Полинка Ивлева никогда не спрашивала у кукушек, сколько отпущено лично ей и лично ее Федору. Боялась. Вдруг спросит, а какая-нибудь вредная, злая прорицательница прокукует один-два раза и умолкнет. Что тогда? Просто отмахнуться и сказать: «Все это ерунда?» Отмахнуться и сказать так, конечно, можно, да толку от этого никакого. Все равно мрачная тень повиснет над сердцем, и рассеется она не скоро.
Вот и сейчас справа и слева от Полинки раздавались звонкие голоса кукушек, то приближаясь к ней, то удаляясь от нее, чтобы через несколько мгновений снова приблизиться и еще громче прокуковать. Они будто призывали Полинку прислушаться к ним, вроде как бы обещая что-то хорошее, приятное. Однако Полинка продолжала идти своей дорогой ни на минуту не останавливаясь и делая вид, что ничего не слышит и не хочет слышать, потому как знает коварство этих хитрых птиц, лучше уж она будет слушать болтовню сорок, сопровождающих ее к длинному оврагу, где вчера она видела двух крохотных лисят, неведомо как оказавшихся у ручейка, еле пробивающегося сквозь мертвые прошлогодние листья и старые обмороженные ветки, когда-то сорванные с деревьев налетевшей бурей и сброшенные ею на дно оврага.
Лисята, на которых вчера наткнулась Полинка, были еще совсем слепыми, Полинка хотела взять их домой, но потом подумала, что мать-лиса обязательно найдет своих крохотулек именно здесь и утащит в свою теплую нору. Но когда вечером Полинка рассказала о находке своей хозяйке Марфе Ивановне, та всплеснула руками:
— А ежли волк! Или ишо какой жадный зверь! Пожрут ведь маленьких, оборони их господь.
— Ну уж зверь, — ответила тогда Полинка. — Ничего с ними не случится.

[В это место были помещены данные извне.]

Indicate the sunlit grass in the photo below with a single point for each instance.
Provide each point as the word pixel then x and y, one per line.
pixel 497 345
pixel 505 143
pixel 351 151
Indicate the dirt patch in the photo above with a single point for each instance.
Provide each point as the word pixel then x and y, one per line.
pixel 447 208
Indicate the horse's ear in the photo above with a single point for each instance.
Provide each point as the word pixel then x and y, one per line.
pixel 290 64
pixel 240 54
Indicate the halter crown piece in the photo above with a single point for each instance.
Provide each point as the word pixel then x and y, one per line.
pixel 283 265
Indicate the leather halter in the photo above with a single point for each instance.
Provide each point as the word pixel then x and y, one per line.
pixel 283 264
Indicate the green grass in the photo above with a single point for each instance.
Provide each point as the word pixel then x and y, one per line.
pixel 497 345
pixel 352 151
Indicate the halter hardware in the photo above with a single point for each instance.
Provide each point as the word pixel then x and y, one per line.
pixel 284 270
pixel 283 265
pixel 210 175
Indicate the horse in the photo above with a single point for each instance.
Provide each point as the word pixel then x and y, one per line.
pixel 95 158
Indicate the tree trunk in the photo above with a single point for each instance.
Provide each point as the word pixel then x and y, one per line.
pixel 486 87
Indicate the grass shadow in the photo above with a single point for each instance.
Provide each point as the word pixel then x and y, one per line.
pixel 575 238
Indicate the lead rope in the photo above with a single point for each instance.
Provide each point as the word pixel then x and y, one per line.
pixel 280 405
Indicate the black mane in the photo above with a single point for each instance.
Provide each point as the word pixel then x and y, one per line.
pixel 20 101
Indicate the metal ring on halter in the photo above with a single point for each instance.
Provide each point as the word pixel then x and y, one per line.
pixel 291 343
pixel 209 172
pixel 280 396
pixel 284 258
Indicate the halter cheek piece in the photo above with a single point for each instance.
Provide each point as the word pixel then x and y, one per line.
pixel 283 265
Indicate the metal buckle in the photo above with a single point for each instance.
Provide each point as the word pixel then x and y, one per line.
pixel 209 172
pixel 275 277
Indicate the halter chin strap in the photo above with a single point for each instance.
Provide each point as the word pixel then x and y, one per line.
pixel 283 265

Но почти всю ночь не спала, думая о лисятах. Только задремлет, как тут же ей начинает видеться какой-нибудь зверь со страшной мордой, облизивающийся после пиршества, или хищная птица, лапами-когтями ухватившая лисенка и уносящая его в свое гнездо, а то вдруг привидится, — будто слепые лисята скатываются в ручей и барахтаются, барахтаются там в ледяной воде, не в силах выбраться из нее, и пищат, пищат, точно прося кого-то о помощи.